Industrial Dwellings Society (IDS) has teamed up with the L&Q Foundation, in partnership with other members of the BME London Development Group, to help kick-start a £100 million initiative aimed at delivering hundreds of new affordable homes in London.
The 1,500-home housing association, which works with Jewish and wider communities in London, is one of nine black and minority ethnic housing associations to join the L&Q Foundation and the Greater London Authority (GLA) in the ground-breaking strategic partnership, which will unlock small sites across the capital and deliver around 300 homes a year. Earlier this year, IDS launched plans to deliver 500 homes within the next 10 years, some of which it plans to develop through the new partnership.
The organisation commissioned a report by the Institute for Jewish Policy Research to examine housing need amongst Jewish communities in the capital, in order to help ensure it delivers homes where they are most needed.
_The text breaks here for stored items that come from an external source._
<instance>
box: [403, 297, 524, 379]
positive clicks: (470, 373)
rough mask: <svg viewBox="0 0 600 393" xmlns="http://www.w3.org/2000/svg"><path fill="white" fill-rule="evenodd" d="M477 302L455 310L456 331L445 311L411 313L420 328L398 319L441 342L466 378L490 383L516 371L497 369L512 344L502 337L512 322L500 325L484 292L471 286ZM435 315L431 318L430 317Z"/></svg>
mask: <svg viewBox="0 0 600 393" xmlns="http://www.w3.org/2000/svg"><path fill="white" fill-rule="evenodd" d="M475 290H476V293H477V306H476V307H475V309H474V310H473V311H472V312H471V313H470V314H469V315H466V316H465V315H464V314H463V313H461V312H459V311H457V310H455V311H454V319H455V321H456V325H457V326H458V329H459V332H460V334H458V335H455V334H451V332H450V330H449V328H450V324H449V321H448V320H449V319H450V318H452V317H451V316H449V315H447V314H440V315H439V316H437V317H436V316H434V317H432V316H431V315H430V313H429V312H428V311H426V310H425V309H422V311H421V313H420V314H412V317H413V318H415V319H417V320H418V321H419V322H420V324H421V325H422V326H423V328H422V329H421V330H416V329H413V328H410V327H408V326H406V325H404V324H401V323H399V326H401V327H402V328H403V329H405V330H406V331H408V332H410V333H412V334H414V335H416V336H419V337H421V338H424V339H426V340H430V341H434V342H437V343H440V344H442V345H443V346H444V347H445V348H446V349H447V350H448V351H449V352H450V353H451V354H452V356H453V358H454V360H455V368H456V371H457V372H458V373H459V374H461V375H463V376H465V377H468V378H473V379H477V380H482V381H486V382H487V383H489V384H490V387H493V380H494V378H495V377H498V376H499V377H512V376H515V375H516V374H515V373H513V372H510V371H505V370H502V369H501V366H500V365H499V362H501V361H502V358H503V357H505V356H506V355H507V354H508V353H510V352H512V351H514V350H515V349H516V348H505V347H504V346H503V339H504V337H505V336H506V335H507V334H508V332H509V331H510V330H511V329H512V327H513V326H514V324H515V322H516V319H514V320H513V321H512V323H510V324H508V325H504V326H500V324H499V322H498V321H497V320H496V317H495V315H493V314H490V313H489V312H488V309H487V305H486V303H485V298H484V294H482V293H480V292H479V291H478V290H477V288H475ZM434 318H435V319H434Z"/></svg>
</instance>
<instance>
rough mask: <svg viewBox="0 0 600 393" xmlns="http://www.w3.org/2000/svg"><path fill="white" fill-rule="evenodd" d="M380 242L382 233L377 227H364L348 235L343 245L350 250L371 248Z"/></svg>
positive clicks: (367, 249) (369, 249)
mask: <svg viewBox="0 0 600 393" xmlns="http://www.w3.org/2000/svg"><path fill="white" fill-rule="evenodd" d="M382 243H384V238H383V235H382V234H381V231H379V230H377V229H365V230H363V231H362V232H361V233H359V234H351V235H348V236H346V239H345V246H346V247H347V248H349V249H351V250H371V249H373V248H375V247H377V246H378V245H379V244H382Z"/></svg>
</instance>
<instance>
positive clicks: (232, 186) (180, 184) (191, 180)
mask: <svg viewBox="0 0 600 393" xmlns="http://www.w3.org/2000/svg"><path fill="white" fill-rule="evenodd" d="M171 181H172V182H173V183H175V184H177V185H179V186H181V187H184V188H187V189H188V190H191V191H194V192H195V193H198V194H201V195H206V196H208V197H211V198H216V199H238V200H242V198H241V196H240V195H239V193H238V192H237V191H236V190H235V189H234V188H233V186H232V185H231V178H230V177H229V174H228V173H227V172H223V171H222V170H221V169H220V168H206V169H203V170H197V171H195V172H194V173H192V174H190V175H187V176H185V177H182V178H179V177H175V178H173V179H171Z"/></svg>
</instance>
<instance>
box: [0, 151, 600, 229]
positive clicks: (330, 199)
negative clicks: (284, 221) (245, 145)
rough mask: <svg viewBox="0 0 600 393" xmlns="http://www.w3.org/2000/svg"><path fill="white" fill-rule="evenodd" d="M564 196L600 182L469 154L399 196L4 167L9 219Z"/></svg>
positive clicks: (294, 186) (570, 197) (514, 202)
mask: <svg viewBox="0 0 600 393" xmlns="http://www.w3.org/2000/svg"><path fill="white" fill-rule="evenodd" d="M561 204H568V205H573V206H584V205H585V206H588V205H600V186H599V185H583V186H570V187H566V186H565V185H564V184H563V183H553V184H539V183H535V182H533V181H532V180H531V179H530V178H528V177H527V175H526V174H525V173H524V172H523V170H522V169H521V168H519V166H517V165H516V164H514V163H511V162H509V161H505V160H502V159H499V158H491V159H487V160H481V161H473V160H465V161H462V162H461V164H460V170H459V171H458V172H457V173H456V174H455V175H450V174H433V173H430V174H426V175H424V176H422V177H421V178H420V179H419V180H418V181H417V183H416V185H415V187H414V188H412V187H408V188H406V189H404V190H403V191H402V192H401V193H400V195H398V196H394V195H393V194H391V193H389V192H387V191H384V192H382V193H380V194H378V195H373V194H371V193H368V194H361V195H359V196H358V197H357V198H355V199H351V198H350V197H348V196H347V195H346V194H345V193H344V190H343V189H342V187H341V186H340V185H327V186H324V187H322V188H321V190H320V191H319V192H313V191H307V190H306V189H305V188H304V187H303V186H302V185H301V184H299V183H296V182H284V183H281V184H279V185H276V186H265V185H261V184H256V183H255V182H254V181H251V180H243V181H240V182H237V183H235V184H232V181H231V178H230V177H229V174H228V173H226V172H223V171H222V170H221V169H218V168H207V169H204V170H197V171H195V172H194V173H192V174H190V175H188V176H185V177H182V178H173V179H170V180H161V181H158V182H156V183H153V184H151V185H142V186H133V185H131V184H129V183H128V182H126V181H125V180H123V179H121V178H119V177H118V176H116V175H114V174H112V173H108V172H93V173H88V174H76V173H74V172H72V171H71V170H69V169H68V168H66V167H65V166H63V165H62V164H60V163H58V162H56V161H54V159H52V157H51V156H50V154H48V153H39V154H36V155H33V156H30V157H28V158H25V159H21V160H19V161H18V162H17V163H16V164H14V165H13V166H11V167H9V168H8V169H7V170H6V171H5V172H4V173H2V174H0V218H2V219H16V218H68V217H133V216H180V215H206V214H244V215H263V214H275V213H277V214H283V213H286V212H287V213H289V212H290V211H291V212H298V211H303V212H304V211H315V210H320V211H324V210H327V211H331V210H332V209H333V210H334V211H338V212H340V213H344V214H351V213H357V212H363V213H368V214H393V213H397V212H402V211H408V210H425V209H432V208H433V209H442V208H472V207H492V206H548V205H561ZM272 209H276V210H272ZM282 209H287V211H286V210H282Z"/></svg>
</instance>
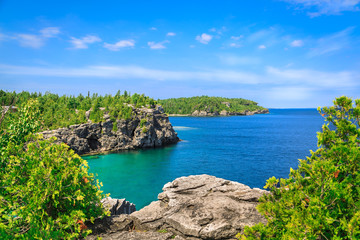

Entering into this strategic partnership with the L&Q Foundation and the GLA will help IDS to achieve greater economies of scale, ensure better risk management and achieve better value for money when delivering these homes. Grant funding from the GLA means that all of the homes delivered through the initiative will be genuinely affordable.
L&Q, a charitable housing association which owns more 95,000 homes in London and the South East, will be creating a specialist team to procure land and develop homes on behalf of IDS and the other partner organisations. The initiative will be funded through L&Q Foundation, which has a capital fund of £100m to invest in charitable activities that help L&Q achieve its social objectives. The other housing association partners involved in the initiative are Inquilab HA, Westway HA, Tamil HA, Imani Co-op, North London Muslim HA, Odu Dua HA, Ekaya HA and Shian HA.
Suzanne Wolfe, Chief Executive of Industrial Dwellings Society, said: “IDS is pleased to be part of this ground-breaking partnership, which will enable us to get on with delivering genuinely affordable homes to Jewish and wider communities in London. “This is a pioneering initiative, in which the GLA, a large housing association, and small, specialist organisations will be working together to deliver the homes communities across London desperately need.” Waqar Ahmed, Group Director of Finance at L&Q, said: “As part of L&Q’s ambition to build 100,000 quality new homes over ten years, we want to enable small and medium-sized organisations to deliver homes that wouldn’t otherwise be built.
“Through this exciting new partnership, we can now support smaller associations to increase their stock of high quality, social housing, by leveraging L&Q’s capacity and expertise.”
Notes to editors
- Industrial Dwellings Society (IDS) is one of the UK’s oldest housing associations, with a history that stretches back nearly 150 years.
- Founded in the late 19th Century, IDS was born out of a need to tackle badly overcrowded and insanitary housing conditions in the capital.
- Our first tenants were exclusively Jewish migrants – from Europe and beyond –fleeing persecution abroad.
- Whilst our history and heritage is important to us, today we provide homes and services to a far wider community.
- Today, we own and manage over 1,500 homes across London, working in areas of greatest housing need.
- We have an ambitious plan to continue our growth to support the communities we serve. Over the next 10 years, we will invest in new affordable homes and services across London.
- As a charitable housing association, our role goes beyond providing homes and housing services. We are a long-term partner in the neighbourhoods and communities where we work.
- We hope to build aspiration, opportunity and confidence among residents – by providing homes that cater to the needs of our residents and communities at a time of acute housing need.